Default Featured Image

Non sorprende che il duro lavoro fisico ti logori, ma per quanto riguarda il duro lavoro mentale? Stare seduti a pensare intensamente per ore fa anche sentire sfinito. Ora, i ricercatori hanno nuove prove per spiegare perché questo è e, sulla base delle loro scoperte, il motivo per cui ti senti mentalmente esausto (anziché assonnato) a causa di un pensiero intenso non è tutto nella tua testa.

I loro studi, riportati su Current Biology l’11 agosto, mostrano che quando un intenso lavoro cognitivo viene prolungato per diverse ore, provoca l’accumulo di sottoprodotti potenzialmente tossici nella parte del cervello nota come corteccia prefrontale. Questo a sua volta altera il tuo controllo sulle decisioni, quindi ti sposti verso azioni a basso costo che non richiedono sforzi o attese quando inizia l’affaticamento cognitivo, spiegano i ricercatori.  

“Teorie influenti hanno suggerito che la fatica è una sorta di illusione escogitata dal cervello per farci fermare qualsiasi cosa stiamo facendo e passare a un’attività più gratificante”, afferma Mathias Pessiglione dell’Università Pitié-Salpêtrière di Parigi, Francia. “Ma i nostri risultati mostrano che il lavoro cognitivo si traduce in una vera alterazione funzionale – accumulo di sostanze nocive – quindi la fatica sarebbe davvero un segnale che ci fa smettere di lavorare ma per uno scopo diverso: preservare l’integrità del funzionamento del cervello”.
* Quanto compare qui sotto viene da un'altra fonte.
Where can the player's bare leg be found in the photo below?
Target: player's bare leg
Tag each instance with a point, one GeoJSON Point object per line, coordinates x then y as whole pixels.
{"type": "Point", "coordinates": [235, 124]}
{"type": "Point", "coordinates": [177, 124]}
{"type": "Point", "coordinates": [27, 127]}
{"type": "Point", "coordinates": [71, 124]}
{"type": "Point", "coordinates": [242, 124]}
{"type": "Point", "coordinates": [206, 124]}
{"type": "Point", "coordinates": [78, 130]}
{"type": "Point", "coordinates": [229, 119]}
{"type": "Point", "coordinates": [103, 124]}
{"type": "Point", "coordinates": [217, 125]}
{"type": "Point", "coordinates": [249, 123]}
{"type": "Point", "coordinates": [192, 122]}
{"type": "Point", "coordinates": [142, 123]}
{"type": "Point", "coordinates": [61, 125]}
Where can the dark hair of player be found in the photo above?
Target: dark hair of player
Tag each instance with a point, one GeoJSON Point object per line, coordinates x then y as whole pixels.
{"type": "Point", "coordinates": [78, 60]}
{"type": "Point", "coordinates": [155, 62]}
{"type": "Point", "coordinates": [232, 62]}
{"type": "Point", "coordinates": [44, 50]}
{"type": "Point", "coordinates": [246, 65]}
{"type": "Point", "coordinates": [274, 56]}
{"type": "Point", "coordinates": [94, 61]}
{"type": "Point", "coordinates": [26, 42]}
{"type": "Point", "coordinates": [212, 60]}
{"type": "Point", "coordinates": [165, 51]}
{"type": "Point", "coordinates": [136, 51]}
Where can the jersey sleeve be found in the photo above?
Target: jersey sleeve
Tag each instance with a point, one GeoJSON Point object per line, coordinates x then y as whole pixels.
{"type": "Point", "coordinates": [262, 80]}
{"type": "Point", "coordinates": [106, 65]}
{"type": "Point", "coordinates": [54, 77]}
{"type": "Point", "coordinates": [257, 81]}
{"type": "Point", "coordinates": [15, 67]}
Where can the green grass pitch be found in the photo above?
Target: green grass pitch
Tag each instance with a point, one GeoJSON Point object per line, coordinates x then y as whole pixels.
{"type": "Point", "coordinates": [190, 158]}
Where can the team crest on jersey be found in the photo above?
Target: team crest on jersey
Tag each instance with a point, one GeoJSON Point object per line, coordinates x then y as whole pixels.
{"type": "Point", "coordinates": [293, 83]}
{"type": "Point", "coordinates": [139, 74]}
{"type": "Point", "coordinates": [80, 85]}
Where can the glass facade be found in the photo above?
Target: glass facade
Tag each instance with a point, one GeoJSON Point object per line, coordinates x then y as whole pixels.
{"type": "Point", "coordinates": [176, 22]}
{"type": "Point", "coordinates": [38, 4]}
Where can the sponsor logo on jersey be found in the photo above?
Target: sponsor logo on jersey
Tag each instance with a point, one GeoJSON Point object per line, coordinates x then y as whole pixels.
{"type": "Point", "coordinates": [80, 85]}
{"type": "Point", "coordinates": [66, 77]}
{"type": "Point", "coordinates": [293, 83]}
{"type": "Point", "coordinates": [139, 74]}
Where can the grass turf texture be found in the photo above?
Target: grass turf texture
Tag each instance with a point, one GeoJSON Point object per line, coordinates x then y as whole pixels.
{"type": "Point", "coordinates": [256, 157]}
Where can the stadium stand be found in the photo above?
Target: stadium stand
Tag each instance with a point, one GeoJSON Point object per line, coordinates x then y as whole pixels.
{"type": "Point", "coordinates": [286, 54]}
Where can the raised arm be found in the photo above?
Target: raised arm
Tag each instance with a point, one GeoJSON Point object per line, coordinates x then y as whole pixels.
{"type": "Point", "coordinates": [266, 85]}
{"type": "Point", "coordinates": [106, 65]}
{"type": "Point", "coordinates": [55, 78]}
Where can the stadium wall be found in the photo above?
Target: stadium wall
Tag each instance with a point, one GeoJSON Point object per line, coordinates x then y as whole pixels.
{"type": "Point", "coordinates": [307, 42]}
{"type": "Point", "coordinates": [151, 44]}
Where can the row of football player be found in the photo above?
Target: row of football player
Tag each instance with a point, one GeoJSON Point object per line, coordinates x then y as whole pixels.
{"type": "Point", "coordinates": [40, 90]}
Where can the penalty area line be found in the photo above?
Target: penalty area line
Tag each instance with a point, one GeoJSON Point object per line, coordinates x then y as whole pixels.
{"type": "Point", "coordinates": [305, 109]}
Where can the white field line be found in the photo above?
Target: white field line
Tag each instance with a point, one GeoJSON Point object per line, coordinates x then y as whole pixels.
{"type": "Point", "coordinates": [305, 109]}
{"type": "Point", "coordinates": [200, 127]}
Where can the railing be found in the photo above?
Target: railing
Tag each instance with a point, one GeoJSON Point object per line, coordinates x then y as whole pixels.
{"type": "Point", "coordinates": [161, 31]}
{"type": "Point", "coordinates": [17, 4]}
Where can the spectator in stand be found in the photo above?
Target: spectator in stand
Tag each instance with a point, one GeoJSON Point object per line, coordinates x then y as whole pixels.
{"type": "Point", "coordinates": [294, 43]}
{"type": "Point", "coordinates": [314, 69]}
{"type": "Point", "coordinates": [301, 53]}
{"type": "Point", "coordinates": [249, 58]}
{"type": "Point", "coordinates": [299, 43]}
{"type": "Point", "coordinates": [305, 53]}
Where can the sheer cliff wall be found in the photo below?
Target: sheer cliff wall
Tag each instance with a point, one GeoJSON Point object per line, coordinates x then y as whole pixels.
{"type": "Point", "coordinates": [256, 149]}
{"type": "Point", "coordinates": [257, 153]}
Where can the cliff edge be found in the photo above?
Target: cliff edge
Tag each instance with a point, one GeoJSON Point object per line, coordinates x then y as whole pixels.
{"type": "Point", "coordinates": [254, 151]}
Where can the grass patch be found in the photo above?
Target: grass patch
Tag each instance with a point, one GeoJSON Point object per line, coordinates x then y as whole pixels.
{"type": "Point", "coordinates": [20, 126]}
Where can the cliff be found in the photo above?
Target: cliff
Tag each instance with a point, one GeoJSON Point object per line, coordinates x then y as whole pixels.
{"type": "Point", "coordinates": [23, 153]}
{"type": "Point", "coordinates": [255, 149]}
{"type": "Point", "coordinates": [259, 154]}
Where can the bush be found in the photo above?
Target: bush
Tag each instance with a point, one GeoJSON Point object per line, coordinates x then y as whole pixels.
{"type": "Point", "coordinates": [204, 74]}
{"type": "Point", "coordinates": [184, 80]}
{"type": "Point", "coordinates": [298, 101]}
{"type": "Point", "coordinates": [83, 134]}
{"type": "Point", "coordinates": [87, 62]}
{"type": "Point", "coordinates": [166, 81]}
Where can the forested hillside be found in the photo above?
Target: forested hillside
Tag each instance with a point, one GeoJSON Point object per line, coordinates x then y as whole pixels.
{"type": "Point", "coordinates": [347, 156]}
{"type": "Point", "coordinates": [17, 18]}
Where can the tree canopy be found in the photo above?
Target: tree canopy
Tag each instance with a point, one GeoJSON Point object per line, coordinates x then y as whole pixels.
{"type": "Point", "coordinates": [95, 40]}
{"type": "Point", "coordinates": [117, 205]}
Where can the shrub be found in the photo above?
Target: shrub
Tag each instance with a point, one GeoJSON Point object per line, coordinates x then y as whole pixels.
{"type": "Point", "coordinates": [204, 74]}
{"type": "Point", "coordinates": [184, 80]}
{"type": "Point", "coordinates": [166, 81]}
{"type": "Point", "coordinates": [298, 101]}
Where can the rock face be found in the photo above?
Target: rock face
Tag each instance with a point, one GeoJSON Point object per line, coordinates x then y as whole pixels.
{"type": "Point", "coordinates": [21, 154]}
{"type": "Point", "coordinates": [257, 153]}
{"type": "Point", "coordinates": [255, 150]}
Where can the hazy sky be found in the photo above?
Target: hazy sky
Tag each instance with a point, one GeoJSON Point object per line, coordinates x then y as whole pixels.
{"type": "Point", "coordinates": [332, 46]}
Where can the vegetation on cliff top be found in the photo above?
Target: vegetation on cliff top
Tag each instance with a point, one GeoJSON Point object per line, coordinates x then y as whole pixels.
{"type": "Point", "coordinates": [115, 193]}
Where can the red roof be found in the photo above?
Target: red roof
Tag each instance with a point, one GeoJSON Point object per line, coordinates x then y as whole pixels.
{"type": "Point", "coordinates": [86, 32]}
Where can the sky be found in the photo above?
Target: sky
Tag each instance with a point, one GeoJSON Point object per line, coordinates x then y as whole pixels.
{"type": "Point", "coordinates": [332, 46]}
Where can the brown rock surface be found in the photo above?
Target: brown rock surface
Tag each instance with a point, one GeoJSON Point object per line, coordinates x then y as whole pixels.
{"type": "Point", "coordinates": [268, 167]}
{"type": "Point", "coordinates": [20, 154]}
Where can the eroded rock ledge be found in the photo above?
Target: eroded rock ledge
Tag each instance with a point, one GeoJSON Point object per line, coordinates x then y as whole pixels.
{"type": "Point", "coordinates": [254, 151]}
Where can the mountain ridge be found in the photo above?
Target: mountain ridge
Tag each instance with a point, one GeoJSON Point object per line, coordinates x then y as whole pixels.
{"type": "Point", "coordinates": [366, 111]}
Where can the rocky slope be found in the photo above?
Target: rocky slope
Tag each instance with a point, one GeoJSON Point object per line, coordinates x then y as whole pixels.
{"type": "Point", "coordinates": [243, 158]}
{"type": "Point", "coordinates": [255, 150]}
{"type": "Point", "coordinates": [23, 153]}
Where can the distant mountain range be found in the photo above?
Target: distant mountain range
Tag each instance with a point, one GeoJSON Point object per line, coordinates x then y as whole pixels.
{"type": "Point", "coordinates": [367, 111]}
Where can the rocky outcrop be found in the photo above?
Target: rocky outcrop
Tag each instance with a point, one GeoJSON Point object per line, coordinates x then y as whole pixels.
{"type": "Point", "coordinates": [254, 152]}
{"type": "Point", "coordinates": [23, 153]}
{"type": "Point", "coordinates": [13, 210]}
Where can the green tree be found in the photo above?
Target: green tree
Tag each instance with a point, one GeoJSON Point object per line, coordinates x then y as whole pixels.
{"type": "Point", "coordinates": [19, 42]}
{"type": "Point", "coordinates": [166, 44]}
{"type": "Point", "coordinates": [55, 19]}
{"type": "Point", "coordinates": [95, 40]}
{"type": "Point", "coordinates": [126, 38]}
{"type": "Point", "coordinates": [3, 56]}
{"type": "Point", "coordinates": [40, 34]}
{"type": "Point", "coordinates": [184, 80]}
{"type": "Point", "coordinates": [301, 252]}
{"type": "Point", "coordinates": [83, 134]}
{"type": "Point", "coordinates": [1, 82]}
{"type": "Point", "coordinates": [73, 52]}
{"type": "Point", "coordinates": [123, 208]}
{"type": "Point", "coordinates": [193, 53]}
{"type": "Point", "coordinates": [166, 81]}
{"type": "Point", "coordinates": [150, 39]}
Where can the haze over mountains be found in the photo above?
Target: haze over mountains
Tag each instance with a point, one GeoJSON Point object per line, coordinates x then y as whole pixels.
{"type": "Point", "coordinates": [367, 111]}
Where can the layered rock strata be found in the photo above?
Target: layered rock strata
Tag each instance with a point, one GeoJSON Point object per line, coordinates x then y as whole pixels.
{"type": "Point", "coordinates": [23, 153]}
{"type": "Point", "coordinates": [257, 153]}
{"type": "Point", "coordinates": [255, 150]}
Pessiglione e colleghi tra cui il primo autore dello studio Antonius Wiehler hanno voluto capire cosa sia veramente la fatica mentale. Mentre le macchine possono calcolare continuamente, il cervello no. Volevano scoprire perché. Sospettavano che il motivo avesse a che fare con la necessità di riciclare sostanze potenzialmente tossiche che derivano dall’attività neurale.

Per cercare prove di ciò, hanno utilizzato la spettroscopia di risonanza magnetica (MRS) per monitorare la chimica del cervello nel corso di una giornata lavorativa. Hanno esaminato due gruppi di persone: quelli che avevano bisogno di pensare intensamente e quelli che avevano compiti cognitivi relativamente più facili.

Hanno visto segni di affaticamento, inclusa una ridotta dilatazione della pupilla, solo nel gruppo che faceva un duro lavoro. Quelli in quel gruppo hanno anche mostrato nelle loro scelte uno spostamento verso opzioni proponendo ricompense in breve tempo con poco sforzo. Fondamentalmente, avevano anche livelli più elevati di glutammato nelle sinapsi della corteccia prefrontale del cervello. Insieme a prove precedenti, gli autori affermano che supporta l’idea che l’accumulo di glutammato renda più costosa l’ulteriore attivazione della corteccia prefrontale, in modo tale che il controllo cognitivo sia più difficile dopo una giornata lavorativa mentalmente dura.

Quindi, c’è un modo per aggirare questa limitazione della capacità del nostro cervello di pensare intensamente?

“Non proprio, temo”, ha detto Pessiglione. “Utilizzerei le buone vecchie ricette: riposa e dormi! Ci sono buone prove che il glutammato viene eliminato dalle sinapsi durante il sonno”.

Potrebbero esserci altre implicazioni pratiche. Ad esempio, affermano i ricercatori, il monitoraggio dei metaboliti prefrontali potrebbe aiutare a rilevare un grave affaticamento mentale. Tale capacità può aiutare a modificare i programmi di lavoro per evitare il burnout. Consiglia inoltre alle persone di evitare di prendere decisioni importanti quando sono stanche.

In studi futuri, sperano di scoprire perché la corteccia prefrontale sembra particolarmente suscettibile all’accumulo e all’affaticamento del glutammato. Sono anche curiosi di sapere se gli stessi indicatori di affaticamento nel cervello possono predire il recupero da condizioni di salute, come depressione o cancro.